SOX semiconductor index plunged -6.8% in a single day, $Qualcomm(QCOM.US) -12%, but on the same day $Walmart(WMT.US) rose +2.16%, closing at $130.35—money is moving from tech to defensive assets.
There's another thing worth mentioning about WMT this week: WSJ reported on 5/12 that WMT plans to lay off or reassign about 1,000 corporate positions (note: corporate side, not stores). This kind of "white-collar layoff" is a typical signal of cost-cutting and efficiency improvement—under the dual pressures of AI automation and margin enhancement, the retail giant is starting to cut management positions. The market's normal reaction to this news is positive (lower administrative expenses → upward EPS revision). At least part of WMT's 2% gain on 5/12 came from this logic.
But I'm not too excited about the short term for two reasons:
First, WMT hit -2.18% on 5/11, touching $126.38, which was already the low point of the past week.
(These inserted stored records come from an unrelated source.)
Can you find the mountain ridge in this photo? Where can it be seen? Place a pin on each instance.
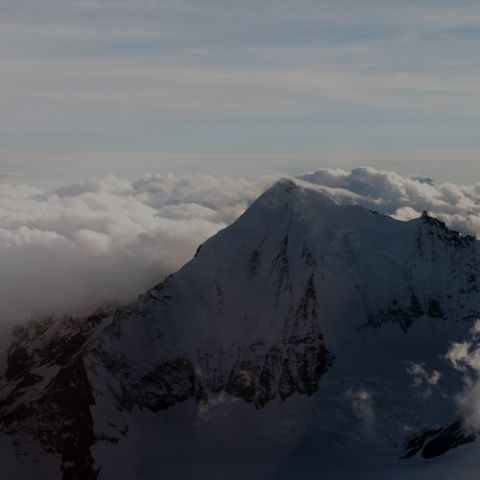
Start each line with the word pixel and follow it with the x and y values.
pixel 291 293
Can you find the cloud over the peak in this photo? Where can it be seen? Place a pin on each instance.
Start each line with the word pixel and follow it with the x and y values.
pixel 106 240
pixel 404 197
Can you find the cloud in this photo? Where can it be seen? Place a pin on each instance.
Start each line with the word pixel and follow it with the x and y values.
pixel 421 376
pixel 362 406
pixel 465 357
pixel 403 197
pixel 88 243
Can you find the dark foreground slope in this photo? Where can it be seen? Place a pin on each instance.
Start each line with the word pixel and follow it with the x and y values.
pixel 306 339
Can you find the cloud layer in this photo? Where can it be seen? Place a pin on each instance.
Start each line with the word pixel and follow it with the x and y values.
pixel 98 241
pixel 88 243
pixel 403 197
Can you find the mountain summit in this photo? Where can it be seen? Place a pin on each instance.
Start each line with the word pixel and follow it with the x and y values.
pixel 308 340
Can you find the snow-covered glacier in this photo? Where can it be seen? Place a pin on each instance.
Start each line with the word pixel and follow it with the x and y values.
pixel 307 340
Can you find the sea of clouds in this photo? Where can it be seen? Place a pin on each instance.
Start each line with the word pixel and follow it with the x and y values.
pixel 102 241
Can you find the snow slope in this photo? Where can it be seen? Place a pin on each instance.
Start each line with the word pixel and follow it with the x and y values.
pixel 306 340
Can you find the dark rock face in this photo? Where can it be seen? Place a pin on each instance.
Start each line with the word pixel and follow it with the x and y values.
pixel 50 395
pixel 436 442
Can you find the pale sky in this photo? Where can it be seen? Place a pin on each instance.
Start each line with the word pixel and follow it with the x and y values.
pixel 125 87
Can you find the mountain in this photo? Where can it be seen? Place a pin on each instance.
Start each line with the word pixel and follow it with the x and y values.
pixel 306 340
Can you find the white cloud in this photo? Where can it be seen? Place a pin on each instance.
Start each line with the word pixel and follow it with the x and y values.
pixel 465 357
pixel 87 243
pixel 98 241
pixel 421 376
pixel 403 197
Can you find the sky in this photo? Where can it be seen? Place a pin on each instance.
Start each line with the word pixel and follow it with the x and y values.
pixel 133 86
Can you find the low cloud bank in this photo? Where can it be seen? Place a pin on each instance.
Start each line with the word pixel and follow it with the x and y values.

The rebound on 5/12 only recovered that loss—it hasn't broken through the early May high of $131. The pre-market price of $129 further indicates limited momentum.
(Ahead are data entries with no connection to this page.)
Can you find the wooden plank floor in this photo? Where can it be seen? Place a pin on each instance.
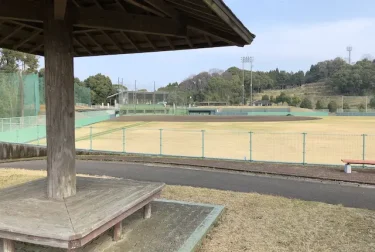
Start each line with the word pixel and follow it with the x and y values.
pixel 26 214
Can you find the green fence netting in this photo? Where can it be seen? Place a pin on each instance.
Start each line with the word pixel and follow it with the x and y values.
pixel 22 94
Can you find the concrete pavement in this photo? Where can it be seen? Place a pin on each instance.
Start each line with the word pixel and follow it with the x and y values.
pixel 333 193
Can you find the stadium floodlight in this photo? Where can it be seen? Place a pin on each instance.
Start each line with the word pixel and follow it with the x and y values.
pixel 250 60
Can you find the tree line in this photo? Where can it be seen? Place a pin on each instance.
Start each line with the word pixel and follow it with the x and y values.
pixel 340 77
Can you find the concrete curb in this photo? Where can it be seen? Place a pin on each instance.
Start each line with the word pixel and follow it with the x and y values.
pixel 196 238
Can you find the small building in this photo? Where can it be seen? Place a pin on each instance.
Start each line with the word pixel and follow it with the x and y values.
pixel 262 103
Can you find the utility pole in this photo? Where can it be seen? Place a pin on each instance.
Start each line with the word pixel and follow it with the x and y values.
pixel 250 60
pixel 243 80
pixel 251 80
pixel 350 49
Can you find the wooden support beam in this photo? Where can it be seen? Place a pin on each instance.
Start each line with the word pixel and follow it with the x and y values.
pixel 150 42
pixel 60 112
pixel 121 5
pixel 36 48
pixel 117 231
pixel 209 42
pixel 163 7
pixel 37 26
pixel 14 32
pixel 130 41
pixel 147 211
pixel 113 41
pixel 144 7
pixel 60 9
pixel 20 10
pixel 96 18
pixel 8 246
pixel 189 42
pixel 206 29
pixel 33 35
pixel 96 43
pixel 222 11
pixel 98 4
pixel 78 41
pixel 75 3
pixel 170 43
pixel 116 20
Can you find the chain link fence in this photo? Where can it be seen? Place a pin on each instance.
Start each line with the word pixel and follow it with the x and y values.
pixel 22 95
pixel 299 148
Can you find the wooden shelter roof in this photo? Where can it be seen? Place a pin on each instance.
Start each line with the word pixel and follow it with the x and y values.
pixel 107 27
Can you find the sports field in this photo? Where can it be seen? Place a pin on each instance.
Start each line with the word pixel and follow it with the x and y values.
pixel 326 141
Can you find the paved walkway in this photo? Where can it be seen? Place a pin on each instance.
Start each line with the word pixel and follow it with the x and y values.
pixel 333 193
pixel 359 175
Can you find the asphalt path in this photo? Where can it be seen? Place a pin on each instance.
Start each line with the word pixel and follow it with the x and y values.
pixel 328 192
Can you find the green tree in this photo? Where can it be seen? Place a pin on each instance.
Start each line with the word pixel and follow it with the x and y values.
pixel 372 103
pixel 346 106
pixel 265 98
pixel 332 107
pixel 295 101
pixel 283 98
pixel 101 88
pixel 306 103
pixel 320 105
pixel 361 107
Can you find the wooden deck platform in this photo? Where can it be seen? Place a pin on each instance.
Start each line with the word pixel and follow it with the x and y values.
pixel 27 215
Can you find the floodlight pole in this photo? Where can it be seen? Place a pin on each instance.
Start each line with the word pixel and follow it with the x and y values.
pixel 250 60
pixel 243 80
pixel 251 80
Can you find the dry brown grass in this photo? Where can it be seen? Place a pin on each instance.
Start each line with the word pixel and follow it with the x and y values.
pixel 254 222
pixel 231 139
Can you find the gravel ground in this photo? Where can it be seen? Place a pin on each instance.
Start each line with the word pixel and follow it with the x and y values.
pixel 358 175
pixel 169 118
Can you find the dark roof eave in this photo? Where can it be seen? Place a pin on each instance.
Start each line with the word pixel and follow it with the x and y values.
pixel 224 12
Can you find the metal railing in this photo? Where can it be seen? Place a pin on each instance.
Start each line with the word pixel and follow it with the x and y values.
pixel 299 148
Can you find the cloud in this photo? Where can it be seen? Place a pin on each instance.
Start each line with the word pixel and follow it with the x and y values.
pixel 309 42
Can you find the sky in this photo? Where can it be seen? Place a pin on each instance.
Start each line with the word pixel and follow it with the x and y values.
pixel 290 35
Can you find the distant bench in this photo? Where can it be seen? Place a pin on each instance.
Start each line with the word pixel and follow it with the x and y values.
pixel 349 162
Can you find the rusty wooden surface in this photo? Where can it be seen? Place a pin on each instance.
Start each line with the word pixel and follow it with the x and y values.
pixel 59 93
pixel 28 215
pixel 147 211
pixel 117 231
pixel 357 161
pixel 8 246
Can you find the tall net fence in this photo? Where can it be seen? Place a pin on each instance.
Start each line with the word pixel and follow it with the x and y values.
pixel 298 148
pixel 22 95
pixel 82 95
pixel 19 95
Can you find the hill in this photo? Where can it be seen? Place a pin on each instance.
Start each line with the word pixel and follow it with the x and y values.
pixel 317 91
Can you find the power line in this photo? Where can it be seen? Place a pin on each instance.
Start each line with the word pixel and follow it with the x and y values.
pixel 349 49
pixel 250 60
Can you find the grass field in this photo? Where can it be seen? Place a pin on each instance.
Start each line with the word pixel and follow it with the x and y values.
pixel 260 223
pixel 316 91
pixel 327 140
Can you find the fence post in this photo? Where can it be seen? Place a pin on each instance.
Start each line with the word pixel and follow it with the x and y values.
pixel 203 143
pixel 123 140
pixel 304 149
pixel 251 146
pixel 90 138
pixel 363 147
pixel 161 142
pixel 37 134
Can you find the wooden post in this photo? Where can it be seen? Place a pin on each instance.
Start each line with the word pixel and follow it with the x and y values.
pixel 117 231
pixel 147 211
pixel 8 246
pixel 59 92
Second, Q1 earnings are usually released around 5/22, with 7 trading days left—if entering at this level, the directional risk on earnings day outweighs the upside potential.
The retail sector itself is worth being bullish on (5/7 data: WMT accounts for 23.6% of US grocery sales, continuously eroding the shares of Costco and Kroger), but a good story + approaching earnings = not getting on board—this is a principle I've reiterated recently.
Add it to the watchlist, wait for the Q2 guidance after the 5/22 earnings report to decide. If it falls below $125 after earnings, I'll try a 1/3 position (long-term holding target). If earnings beat and it rises to $135+, I still won't chase, preferring to wait for the next pullback. WMT is a stock for allocation, not for trading. The entry point is more important than the speed of increase.